Review: Booby – A Sketch Show
OWEN BRAY is impressed by this ambitious sketch show, which lives up to its high expectations.
Comprising three comedians with such excellent track records, the bizarrely-titled Booby provided an inevitable sense of intrigue. This made the show’s three-night run at the beginning of week eight all the more surprising.
What followed did not disappoint.
Booby is well-rounded and accessible, whilst delightfully ambitious. Sketches were varied in both content and style, with a rewarding combination of satire and physical comedy as well as those which took a darker, more surreal turn.
From basic props and sheets of paper, to the clever use of technology, a range of vehicles were utilised alongside the cast’s talents to provide hilarious sketches which often kept the audience guessing until the very end.
Alongside highly original pieces, the trio employed a number of surprisingly common devices.
Time travel and pausing/re-winding sketch elements are possibly the two most overused tropes in Cambridge sketch comedy, and their introduction at times provoked an inevitable sense of surprise.
This made the clever ways in which they were deployed and the humour within all the more impressive. Whether intentional or not, they made a mockery of weaker attempts which audiences have become so tired of seeing. The results were fantastic.
Oliver Taylor was excellent throughout, offering deft delivery and timing to an almost professional standard, whilst Adrian Gray was as engaging as ever in his diverse performances of a variety of odd and at times hilarious characters.
As is so often the case, Archie Henderson appeared to steal the show. His musical pieces, though at times predictable, lived up to the consistently high standards an anticipant ADC audience had come to expect.

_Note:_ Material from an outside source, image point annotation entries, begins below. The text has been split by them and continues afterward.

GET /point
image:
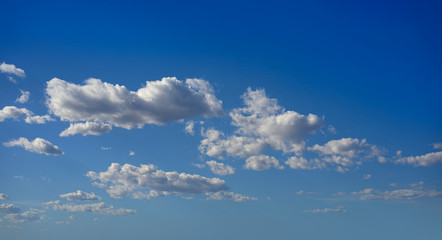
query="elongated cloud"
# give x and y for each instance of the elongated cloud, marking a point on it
(87, 128)
(80, 196)
(158, 102)
(12, 69)
(120, 181)
(422, 160)
(29, 117)
(38, 145)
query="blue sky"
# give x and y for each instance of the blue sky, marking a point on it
(216, 120)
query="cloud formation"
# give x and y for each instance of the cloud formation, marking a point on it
(38, 145)
(422, 160)
(159, 102)
(12, 69)
(220, 168)
(80, 196)
(87, 128)
(120, 181)
(24, 97)
(29, 117)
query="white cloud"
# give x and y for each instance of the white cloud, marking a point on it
(262, 124)
(220, 168)
(14, 112)
(99, 208)
(262, 162)
(12, 69)
(38, 145)
(189, 128)
(87, 128)
(33, 215)
(3, 196)
(9, 208)
(24, 97)
(437, 145)
(158, 102)
(423, 160)
(230, 196)
(339, 209)
(80, 196)
(120, 181)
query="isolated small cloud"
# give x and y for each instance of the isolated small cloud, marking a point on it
(87, 128)
(24, 97)
(80, 196)
(220, 168)
(426, 160)
(12, 69)
(38, 145)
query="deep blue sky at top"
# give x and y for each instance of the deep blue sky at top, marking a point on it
(376, 60)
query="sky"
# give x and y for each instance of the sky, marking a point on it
(220, 120)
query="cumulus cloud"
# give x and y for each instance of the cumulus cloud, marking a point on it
(87, 128)
(38, 145)
(12, 69)
(99, 208)
(341, 152)
(339, 209)
(262, 124)
(9, 208)
(189, 128)
(80, 196)
(422, 160)
(120, 181)
(230, 196)
(159, 102)
(220, 168)
(262, 162)
(29, 117)
(33, 215)
(24, 97)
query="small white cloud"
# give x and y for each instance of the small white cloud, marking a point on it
(80, 196)
(12, 69)
(189, 128)
(220, 168)
(422, 160)
(87, 128)
(38, 145)
(24, 97)
(230, 196)
(262, 162)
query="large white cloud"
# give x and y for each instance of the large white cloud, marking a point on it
(38, 145)
(12, 69)
(87, 128)
(29, 117)
(423, 160)
(158, 102)
(220, 168)
(80, 196)
(120, 181)
(99, 208)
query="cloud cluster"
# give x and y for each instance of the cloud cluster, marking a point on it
(422, 160)
(220, 168)
(80, 196)
(12, 69)
(29, 117)
(99, 208)
(38, 145)
(230, 196)
(86, 128)
(120, 181)
(262, 124)
(159, 102)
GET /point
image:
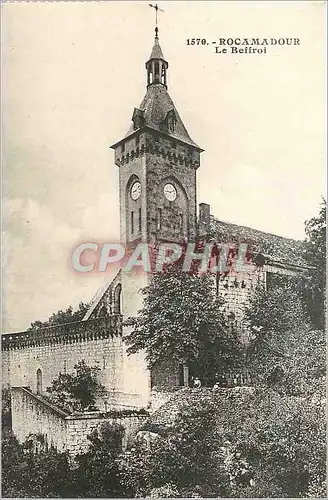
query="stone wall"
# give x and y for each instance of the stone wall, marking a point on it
(20, 365)
(33, 416)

The emergence of a shadowy figure holding a guitar and the pre-emptive laughter which ensued became somewhat tiring, whilst the pause-inducing, mid-sketch applause following one funny yet by no means hilarious musical number appeared odd. Yet to fault Henderson for this would be unfair.
Far from detracting from the quality of his fantastic individual performance it was a shame that other sketches, which were at times more nuanced and witty, received comparatively little enthusiasm. A larger, more diverse crowd may have been more appreciative.
Similarly, the chemistry between Gray and Henderson was clear to see and utilised very well, yet it was a shame not to see more of Taylor in a leading role.
A particular stand out sketch included David Beckham and his ghost writer; an audacious piece involving Gray and Taylor, showcasing fantastic comic acting and deadpan delivery. Inevitable hiccups were referenced and dealt with effortlessly, enhancing the inherent humour of the sketch to a highly satisfying degree.
The beauty of Booby lies in its impressive capacity to please an expectant audience and make the most of previous material, without appearing at all stale or self-congratulatory.
There’s an inevitable risk that audiences may tire of somewhat repetitive performances. Whilst the quality of content remains so high, however, this doesn’t appear likely.
It’s an incredibly fine line, but one which Gray, Henderson and Taylor manage to balance to great effect. When done correctly, as is the case with Booby, the results are outstanding.